In Tanra's research, 2014, it was concluded that magnesium sulfate or

MgSO4 is an antagonist of N-methyl-D-aspartate (NMDA) receptors and

calcium channel blockers (Cachannel blockers). As an NMDA receptor

antagonist, magnesium sulfate works to inhibit central nerve sensitization due to

peripheral stimulation and eliminates hypersensitivity reactions, magnesium

sulfate has been shown to have antinociceptive effects through calcium channel

inhibition (Tanra AH, 2005).

In a research which conducted by Dhani et al in 2013 randomized,

controlled, double-blind aims to assess the effect of intravenous magnesium

sulfate bolus on visual analog scale (VAS) values and the number of pethidine

analgesic requirements in 30 female patients with ASA I-II physical status, age

18-60 years old, who will undergo gynecological abdominal elective surgery under

general anesthesia in the central operating room of the Dr.

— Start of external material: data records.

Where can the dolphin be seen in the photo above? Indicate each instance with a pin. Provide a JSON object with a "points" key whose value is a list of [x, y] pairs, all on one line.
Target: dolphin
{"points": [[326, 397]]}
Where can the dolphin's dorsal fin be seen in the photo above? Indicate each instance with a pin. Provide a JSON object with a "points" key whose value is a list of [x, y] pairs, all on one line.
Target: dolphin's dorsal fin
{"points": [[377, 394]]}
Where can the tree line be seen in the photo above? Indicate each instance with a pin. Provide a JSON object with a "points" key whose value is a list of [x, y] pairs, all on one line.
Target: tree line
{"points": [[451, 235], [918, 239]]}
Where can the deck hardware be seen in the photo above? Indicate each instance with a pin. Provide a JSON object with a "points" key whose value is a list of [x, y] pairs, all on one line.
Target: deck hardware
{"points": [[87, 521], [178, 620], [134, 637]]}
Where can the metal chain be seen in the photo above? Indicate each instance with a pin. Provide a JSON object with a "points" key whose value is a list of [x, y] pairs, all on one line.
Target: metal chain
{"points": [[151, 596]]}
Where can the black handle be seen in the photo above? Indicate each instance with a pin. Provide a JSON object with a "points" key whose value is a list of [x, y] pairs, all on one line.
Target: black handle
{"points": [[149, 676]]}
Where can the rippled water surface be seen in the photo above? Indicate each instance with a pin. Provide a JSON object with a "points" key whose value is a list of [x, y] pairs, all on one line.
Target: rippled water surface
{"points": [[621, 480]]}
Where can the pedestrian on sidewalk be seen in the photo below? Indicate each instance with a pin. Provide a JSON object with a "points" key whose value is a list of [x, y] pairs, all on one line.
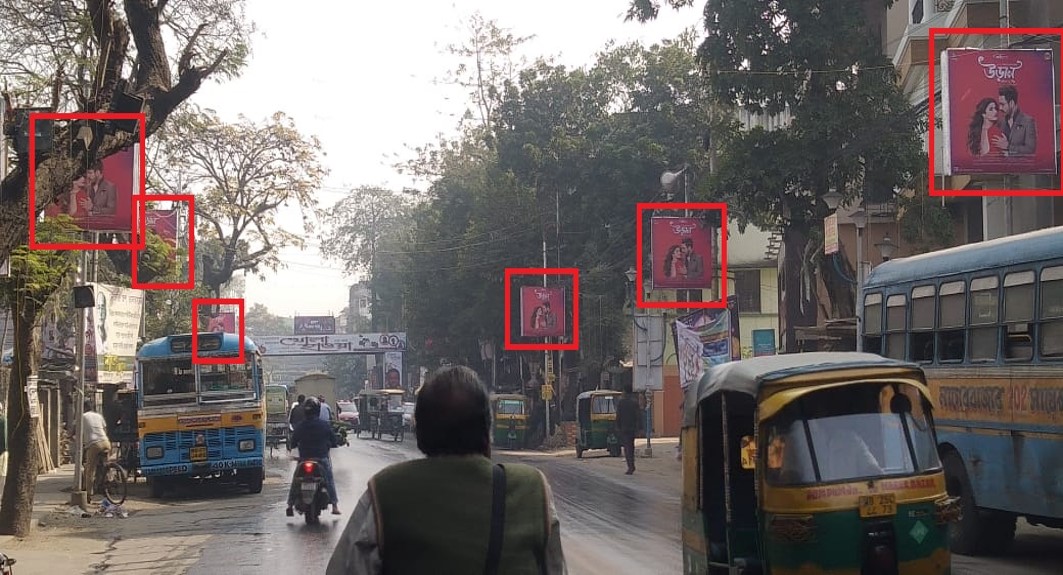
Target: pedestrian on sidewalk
{"points": [[453, 511], [627, 422], [97, 444]]}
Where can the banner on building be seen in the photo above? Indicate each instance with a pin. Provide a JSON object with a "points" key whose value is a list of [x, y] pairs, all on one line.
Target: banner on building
{"points": [[706, 338], [101, 200], [117, 322], [340, 343], [998, 112], [681, 253], [315, 325], [392, 370], [542, 311]]}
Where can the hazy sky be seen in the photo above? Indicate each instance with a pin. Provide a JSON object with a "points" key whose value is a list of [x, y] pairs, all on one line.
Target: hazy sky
{"points": [[359, 75]]}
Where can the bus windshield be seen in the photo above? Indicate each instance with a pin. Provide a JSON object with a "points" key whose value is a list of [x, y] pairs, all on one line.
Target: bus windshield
{"points": [[226, 382], [848, 434], [168, 382], [510, 407]]}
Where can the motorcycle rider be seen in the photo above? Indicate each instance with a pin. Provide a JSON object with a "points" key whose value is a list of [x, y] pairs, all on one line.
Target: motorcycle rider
{"points": [[314, 437]]}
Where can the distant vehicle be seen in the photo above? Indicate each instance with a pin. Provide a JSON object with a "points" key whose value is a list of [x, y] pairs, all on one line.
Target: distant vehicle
{"points": [[348, 412], [407, 416]]}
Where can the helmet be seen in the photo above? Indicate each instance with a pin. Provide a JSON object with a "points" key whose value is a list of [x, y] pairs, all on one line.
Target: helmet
{"points": [[311, 407]]}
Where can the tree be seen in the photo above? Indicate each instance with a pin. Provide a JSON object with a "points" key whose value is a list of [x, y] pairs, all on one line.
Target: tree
{"points": [[358, 225], [850, 129], [246, 172], [70, 56]]}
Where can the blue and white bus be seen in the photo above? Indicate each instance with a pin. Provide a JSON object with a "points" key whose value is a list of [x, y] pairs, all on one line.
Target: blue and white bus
{"points": [[204, 421], [985, 322]]}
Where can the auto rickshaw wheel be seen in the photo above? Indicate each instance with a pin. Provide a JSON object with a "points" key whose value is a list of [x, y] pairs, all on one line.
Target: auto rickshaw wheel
{"points": [[977, 531]]}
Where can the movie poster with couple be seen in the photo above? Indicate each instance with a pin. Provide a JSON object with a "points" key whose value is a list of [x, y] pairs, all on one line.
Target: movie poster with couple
{"points": [[999, 112], [681, 253], [542, 311], [100, 200]]}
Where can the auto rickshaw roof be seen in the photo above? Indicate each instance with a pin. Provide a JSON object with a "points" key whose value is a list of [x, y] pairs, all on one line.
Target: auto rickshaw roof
{"points": [[508, 396], [595, 392], [749, 376]]}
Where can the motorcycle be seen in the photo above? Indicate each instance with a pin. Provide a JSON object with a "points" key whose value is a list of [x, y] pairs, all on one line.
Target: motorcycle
{"points": [[5, 563], [313, 490]]}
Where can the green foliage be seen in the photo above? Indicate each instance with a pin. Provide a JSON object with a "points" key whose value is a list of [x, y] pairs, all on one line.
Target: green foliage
{"points": [[243, 173], [36, 274]]}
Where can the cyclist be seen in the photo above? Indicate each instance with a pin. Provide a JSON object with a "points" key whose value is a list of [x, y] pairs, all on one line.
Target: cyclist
{"points": [[97, 444]]}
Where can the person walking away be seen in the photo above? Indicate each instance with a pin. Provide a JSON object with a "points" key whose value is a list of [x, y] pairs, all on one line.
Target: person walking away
{"points": [[298, 413], [97, 443], [314, 437], [627, 423], [325, 408], [453, 511]]}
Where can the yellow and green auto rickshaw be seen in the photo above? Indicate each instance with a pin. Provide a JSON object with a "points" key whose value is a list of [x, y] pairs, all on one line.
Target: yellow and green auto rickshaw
{"points": [[510, 413], [596, 415], [813, 463]]}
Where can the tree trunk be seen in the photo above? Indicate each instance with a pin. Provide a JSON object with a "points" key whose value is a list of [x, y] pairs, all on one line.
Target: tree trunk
{"points": [[797, 304], [17, 507]]}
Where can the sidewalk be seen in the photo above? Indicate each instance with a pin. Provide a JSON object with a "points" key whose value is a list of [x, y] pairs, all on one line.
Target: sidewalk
{"points": [[62, 540]]}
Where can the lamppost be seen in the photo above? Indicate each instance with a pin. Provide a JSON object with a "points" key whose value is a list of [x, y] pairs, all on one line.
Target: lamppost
{"points": [[631, 276]]}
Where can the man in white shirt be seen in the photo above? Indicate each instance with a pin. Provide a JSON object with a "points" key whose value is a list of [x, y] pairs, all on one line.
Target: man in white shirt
{"points": [[96, 444]]}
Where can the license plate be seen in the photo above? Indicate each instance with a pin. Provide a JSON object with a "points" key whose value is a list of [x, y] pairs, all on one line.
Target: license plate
{"points": [[877, 506]]}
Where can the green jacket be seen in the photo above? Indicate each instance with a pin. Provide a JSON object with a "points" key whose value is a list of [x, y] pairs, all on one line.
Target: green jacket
{"points": [[433, 516]]}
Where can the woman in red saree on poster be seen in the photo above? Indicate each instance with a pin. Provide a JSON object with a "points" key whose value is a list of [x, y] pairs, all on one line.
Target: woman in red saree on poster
{"points": [[538, 316], [984, 129], [684, 244]]}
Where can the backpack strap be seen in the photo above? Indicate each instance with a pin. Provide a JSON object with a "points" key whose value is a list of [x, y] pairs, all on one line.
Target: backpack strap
{"points": [[498, 519]]}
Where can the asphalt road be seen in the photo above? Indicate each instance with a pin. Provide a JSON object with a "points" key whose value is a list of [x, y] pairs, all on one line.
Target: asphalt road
{"points": [[611, 524]]}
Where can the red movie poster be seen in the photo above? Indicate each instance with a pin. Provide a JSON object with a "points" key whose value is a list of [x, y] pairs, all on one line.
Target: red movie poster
{"points": [[681, 253], [164, 223], [101, 199], [221, 322], [998, 111], [542, 311]]}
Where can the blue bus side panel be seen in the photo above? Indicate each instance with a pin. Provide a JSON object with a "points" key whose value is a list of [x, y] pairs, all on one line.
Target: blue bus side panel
{"points": [[1010, 472], [222, 451]]}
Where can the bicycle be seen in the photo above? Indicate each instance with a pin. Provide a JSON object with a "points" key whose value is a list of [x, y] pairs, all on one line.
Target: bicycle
{"points": [[111, 478]]}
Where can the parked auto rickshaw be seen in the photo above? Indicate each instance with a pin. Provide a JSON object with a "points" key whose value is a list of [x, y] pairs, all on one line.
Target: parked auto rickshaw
{"points": [[815, 462], [510, 413], [381, 413], [596, 415], [276, 417]]}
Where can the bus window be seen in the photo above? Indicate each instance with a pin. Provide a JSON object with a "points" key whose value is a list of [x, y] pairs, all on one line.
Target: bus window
{"points": [[984, 308], [1017, 315], [921, 340], [895, 326], [873, 323], [1051, 313], [951, 336], [168, 382]]}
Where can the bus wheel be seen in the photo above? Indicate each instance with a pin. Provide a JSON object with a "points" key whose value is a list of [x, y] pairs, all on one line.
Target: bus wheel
{"points": [[156, 487], [255, 478], [977, 531]]}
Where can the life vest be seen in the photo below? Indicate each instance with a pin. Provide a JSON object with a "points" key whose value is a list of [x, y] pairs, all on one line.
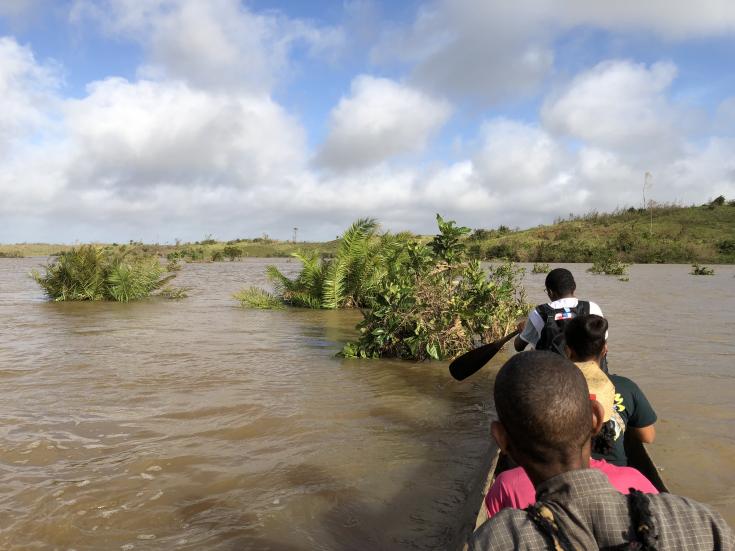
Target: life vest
{"points": [[556, 319]]}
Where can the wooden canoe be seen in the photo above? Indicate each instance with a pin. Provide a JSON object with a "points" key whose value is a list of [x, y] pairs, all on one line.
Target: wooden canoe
{"points": [[638, 457]]}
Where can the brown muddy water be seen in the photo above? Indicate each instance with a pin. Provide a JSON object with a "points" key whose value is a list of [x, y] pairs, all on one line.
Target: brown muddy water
{"points": [[199, 425]]}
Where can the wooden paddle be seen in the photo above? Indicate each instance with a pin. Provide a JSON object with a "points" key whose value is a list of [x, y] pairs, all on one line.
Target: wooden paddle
{"points": [[472, 361]]}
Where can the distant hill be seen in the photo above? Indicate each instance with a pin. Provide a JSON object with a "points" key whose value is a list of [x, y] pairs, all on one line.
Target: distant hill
{"points": [[665, 233], [662, 234]]}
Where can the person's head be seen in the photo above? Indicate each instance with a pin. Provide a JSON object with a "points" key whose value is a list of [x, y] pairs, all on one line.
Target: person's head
{"points": [[585, 338], [545, 415], [560, 284]]}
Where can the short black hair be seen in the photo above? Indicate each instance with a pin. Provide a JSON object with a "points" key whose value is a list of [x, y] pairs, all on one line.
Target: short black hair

Hasan Sadikin

Bandung in June-September 2013. The research subjects were divided into two

groups which will get bolus and maintenance of intravenous MgSO4 (group M) or

0.9% NaCl (group S). The results showed that the VAS value and the amount of

petidine analgesic given to M group were statistically lower compared to group S

(p <0.05). The conclusions of the study were perioperative intravenous bolus

magnesium sulphate able to show VAS values when lower postoperative

mobilization and reduce the need for pethidine analgesics in patients after

gynecological abdominal surgery (Dhani B, et al, 2013).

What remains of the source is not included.